Scientists Just Learned What Can Scare a Killer Whale

Hint: it's not Jason Statham

Pilot whales
Essentially, the "who watches the watchmen" for killer whales.
Ed Dunens, CC BY 2.0

Call them killer whales or call them orcas; either way, they’re one of the most fearsome creatures found in the ocean. Given their size and their demeanor, you’d expect there to be very few animals out there that can unsettle a killer whale — and you’d be correct. But that doesn’t mean there aren’t any. And recently, researchers studying orcas off the coast of Iceland discovered something that changed the way they thought of killer whales.

These scientists uncovered evidence that pilot whales can thoroughly unsettle orcas. At The Atlantic, Marina Wang has more details on the findings of the Icelandic Orca Project. The article describes biologist Filipa Samarra observing a group of orcas when a number of pilot whales arrived on the scene — prompting the orcas to swim far away.

This wasn’t an isolated incident, either. The article notes that Samarra has seen similar interactions take place “about 20 times” since 2015. And it begs the question — what is it about pilot whales that left so many orcas unsettled? Of the two species, killer whales are both larger and more physically imposing, and yet this phenomenon has repeated itself again and again.
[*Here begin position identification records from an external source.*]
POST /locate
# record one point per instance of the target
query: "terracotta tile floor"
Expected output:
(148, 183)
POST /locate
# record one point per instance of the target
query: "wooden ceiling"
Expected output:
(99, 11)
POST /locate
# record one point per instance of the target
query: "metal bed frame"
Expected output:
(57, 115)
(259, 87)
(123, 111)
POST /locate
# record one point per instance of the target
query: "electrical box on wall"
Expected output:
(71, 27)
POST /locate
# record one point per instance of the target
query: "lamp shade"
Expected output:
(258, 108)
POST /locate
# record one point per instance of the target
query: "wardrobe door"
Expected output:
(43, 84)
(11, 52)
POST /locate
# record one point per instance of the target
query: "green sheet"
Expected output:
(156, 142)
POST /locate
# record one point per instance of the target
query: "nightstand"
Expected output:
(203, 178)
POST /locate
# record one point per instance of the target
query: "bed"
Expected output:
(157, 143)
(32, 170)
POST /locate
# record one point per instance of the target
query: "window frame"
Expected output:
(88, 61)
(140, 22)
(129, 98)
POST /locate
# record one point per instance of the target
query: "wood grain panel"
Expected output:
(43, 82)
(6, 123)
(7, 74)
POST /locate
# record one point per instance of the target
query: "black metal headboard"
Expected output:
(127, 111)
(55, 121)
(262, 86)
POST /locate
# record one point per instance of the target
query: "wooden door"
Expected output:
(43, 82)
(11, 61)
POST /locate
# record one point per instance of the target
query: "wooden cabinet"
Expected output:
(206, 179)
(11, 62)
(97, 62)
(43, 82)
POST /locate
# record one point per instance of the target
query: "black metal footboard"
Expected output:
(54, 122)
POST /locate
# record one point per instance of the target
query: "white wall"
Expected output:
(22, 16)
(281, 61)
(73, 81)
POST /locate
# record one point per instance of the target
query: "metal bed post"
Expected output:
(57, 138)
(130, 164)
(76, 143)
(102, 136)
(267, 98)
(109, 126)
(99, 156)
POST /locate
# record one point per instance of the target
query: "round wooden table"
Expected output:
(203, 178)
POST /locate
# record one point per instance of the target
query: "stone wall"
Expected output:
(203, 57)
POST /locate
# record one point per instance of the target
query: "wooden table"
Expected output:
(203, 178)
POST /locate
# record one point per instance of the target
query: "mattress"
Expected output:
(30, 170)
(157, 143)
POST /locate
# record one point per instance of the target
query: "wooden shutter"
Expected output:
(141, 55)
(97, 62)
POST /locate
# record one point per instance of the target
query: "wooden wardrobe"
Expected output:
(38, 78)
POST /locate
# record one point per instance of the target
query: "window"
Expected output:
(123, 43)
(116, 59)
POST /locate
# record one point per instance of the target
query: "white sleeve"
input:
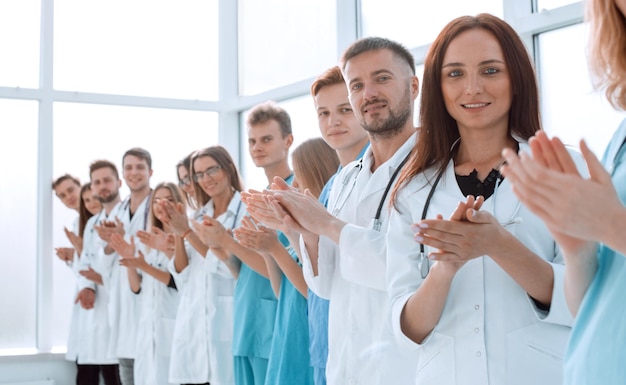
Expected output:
(322, 283)
(403, 273)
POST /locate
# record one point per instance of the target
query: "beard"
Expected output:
(393, 124)
(108, 199)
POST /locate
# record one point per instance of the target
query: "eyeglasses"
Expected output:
(210, 172)
(184, 182)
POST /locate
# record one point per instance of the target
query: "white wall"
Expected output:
(37, 367)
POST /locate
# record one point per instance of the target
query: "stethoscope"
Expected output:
(424, 263)
(354, 173)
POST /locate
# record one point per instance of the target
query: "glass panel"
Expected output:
(543, 5)
(571, 108)
(84, 133)
(18, 223)
(304, 126)
(426, 19)
(294, 40)
(19, 66)
(140, 47)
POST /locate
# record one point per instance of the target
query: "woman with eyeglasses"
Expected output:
(202, 346)
(480, 293)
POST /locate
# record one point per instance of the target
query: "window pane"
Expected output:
(551, 4)
(571, 108)
(18, 223)
(419, 22)
(139, 47)
(304, 126)
(294, 40)
(84, 133)
(19, 43)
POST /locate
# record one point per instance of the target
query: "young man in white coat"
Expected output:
(136, 170)
(344, 249)
(94, 330)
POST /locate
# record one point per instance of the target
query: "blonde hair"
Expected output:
(314, 162)
(607, 50)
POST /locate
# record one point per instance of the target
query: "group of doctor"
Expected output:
(447, 253)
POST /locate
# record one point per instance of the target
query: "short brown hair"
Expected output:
(314, 162)
(101, 163)
(65, 177)
(267, 111)
(330, 77)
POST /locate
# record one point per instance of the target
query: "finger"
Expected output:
(563, 157)
(597, 172)
(542, 151)
(477, 216)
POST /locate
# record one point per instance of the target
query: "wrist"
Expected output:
(186, 233)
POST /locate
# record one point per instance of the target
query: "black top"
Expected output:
(471, 185)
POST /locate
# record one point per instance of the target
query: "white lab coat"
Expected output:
(94, 329)
(158, 306)
(490, 331)
(124, 304)
(202, 345)
(361, 347)
(73, 338)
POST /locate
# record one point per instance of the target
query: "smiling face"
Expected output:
(161, 194)
(213, 185)
(137, 173)
(105, 185)
(380, 92)
(475, 82)
(184, 180)
(266, 144)
(337, 122)
(91, 203)
(69, 193)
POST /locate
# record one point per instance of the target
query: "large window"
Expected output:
(416, 23)
(18, 224)
(571, 108)
(140, 47)
(282, 42)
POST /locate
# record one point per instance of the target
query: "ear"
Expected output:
(415, 87)
(289, 140)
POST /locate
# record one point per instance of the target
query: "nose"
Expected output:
(370, 91)
(473, 84)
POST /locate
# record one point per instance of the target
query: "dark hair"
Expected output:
(438, 129)
(330, 77)
(314, 163)
(186, 163)
(65, 177)
(153, 221)
(139, 153)
(374, 44)
(83, 213)
(101, 163)
(267, 111)
(225, 161)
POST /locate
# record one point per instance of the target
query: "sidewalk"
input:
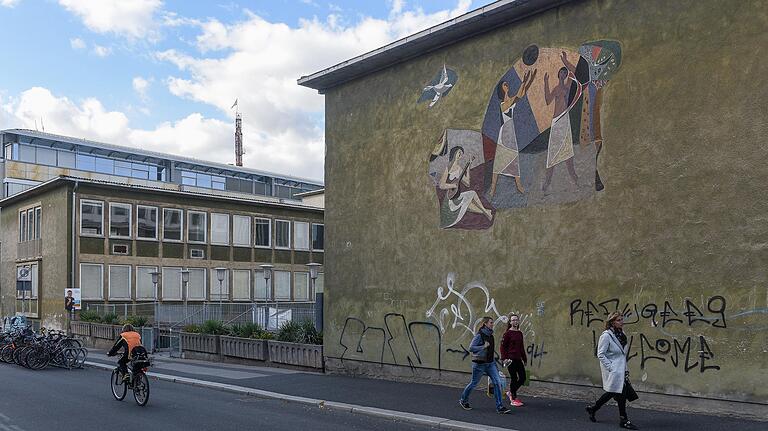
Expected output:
(422, 399)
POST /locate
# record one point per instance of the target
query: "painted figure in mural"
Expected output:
(506, 160)
(513, 357)
(560, 147)
(482, 349)
(612, 351)
(459, 198)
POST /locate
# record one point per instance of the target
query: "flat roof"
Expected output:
(472, 23)
(154, 154)
(64, 179)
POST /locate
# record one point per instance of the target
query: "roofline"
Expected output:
(154, 154)
(63, 179)
(481, 20)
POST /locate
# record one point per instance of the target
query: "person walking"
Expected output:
(611, 351)
(513, 357)
(482, 349)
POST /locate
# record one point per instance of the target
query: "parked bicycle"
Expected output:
(136, 379)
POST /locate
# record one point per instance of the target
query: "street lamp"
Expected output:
(314, 269)
(267, 269)
(221, 274)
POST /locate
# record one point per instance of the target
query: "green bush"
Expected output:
(246, 330)
(192, 328)
(110, 319)
(90, 316)
(137, 321)
(214, 327)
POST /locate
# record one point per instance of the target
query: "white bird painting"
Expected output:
(440, 85)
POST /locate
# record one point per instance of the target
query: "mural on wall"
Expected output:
(539, 142)
(439, 86)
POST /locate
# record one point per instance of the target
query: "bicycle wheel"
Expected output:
(118, 387)
(141, 388)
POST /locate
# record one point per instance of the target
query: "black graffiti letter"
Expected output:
(719, 322)
(665, 315)
(705, 353)
(575, 304)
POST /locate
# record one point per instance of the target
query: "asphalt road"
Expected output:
(56, 399)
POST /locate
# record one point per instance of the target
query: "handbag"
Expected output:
(629, 392)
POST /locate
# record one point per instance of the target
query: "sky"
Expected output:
(163, 75)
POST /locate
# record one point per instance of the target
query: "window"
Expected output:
(219, 289)
(196, 285)
(196, 222)
(241, 230)
(172, 283)
(261, 290)
(282, 234)
(172, 224)
(220, 229)
(301, 286)
(119, 282)
(91, 281)
(241, 285)
(301, 235)
(119, 220)
(146, 222)
(318, 237)
(145, 289)
(282, 280)
(263, 233)
(91, 218)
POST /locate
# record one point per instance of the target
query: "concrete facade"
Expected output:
(675, 238)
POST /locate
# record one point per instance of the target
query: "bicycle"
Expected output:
(137, 380)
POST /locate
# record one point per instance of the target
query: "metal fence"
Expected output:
(270, 315)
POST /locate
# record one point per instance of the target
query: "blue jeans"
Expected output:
(478, 371)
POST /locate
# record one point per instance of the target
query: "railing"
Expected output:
(29, 249)
(270, 315)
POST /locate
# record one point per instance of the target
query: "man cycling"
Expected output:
(129, 339)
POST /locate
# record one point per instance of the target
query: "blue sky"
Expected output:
(162, 74)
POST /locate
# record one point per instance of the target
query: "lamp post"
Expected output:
(221, 273)
(314, 270)
(267, 269)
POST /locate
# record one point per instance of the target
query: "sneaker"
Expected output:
(591, 411)
(626, 424)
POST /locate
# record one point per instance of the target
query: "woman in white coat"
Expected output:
(611, 350)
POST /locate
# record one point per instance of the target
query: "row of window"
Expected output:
(203, 284)
(224, 229)
(29, 224)
(83, 162)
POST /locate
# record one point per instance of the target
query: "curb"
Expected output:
(417, 419)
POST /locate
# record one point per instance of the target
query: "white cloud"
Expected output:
(260, 65)
(133, 19)
(101, 51)
(140, 86)
(77, 43)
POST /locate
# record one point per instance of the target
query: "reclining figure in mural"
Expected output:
(540, 138)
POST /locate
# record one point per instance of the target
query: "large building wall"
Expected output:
(675, 237)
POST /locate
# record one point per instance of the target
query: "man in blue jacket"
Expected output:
(482, 349)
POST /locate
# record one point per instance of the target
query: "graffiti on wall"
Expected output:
(540, 138)
(654, 340)
(448, 330)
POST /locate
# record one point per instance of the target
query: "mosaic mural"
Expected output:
(540, 137)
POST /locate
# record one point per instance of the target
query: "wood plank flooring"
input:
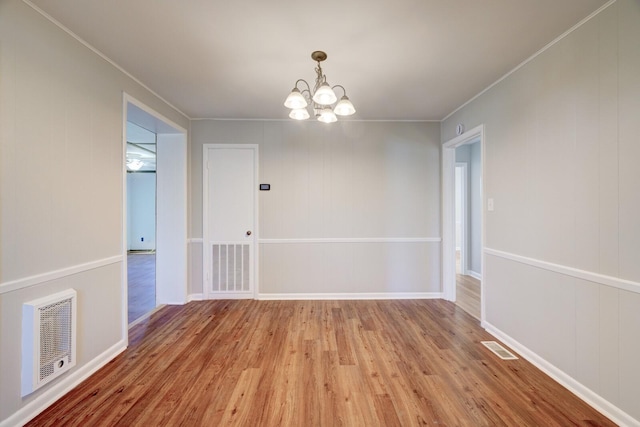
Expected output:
(141, 279)
(315, 363)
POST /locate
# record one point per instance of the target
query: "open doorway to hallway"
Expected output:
(170, 185)
(468, 206)
(141, 221)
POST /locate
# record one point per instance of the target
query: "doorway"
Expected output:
(468, 235)
(141, 221)
(230, 220)
(170, 267)
(468, 190)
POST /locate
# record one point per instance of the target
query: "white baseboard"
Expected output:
(349, 296)
(63, 386)
(596, 401)
(474, 274)
(195, 297)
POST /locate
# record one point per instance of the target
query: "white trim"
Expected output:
(62, 386)
(596, 401)
(532, 57)
(474, 274)
(353, 240)
(352, 296)
(289, 120)
(26, 282)
(100, 54)
(195, 297)
(615, 282)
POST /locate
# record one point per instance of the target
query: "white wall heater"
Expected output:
(48, 339)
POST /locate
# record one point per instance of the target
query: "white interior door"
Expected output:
(229, 221)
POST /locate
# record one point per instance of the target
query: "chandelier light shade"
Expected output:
(321, 99)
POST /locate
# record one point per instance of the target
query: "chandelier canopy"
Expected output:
(321, 99)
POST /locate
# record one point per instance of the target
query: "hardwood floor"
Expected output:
(315, 363)
(141, 290)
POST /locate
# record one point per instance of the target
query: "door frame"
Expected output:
(448, 213)
(205, 224)
(171, 234)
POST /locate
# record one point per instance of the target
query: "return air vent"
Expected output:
(48, 339)
(499, 350)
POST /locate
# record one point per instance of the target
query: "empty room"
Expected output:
(356, 213)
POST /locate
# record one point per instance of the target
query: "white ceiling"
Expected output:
(400, 60)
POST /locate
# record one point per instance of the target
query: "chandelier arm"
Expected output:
(344, 91)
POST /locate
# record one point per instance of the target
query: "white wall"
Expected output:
(562, 270)
(141, 211)
(354, 207)
(61, 218)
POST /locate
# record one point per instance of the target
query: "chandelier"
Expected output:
(321, 99)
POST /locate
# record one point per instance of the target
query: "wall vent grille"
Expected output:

The scientists interviewed for the article suggest two possibilities. One is that the two species of whales were feuding over a food source — even though their preferred prey doesn’t really overlap. The other is what another scientists, Anna Selbmann, described as “antipredator mobbing behavior.” That is something that occurs in nature — but it doesn’t necessarily fit here either, as orcas don’t traditionally feed on pilot whales.

And so this particular underwater mystery endures for another day. Will it serve as the basis for an undersea horror movie at some point in the next few years? That seems entirely plausible.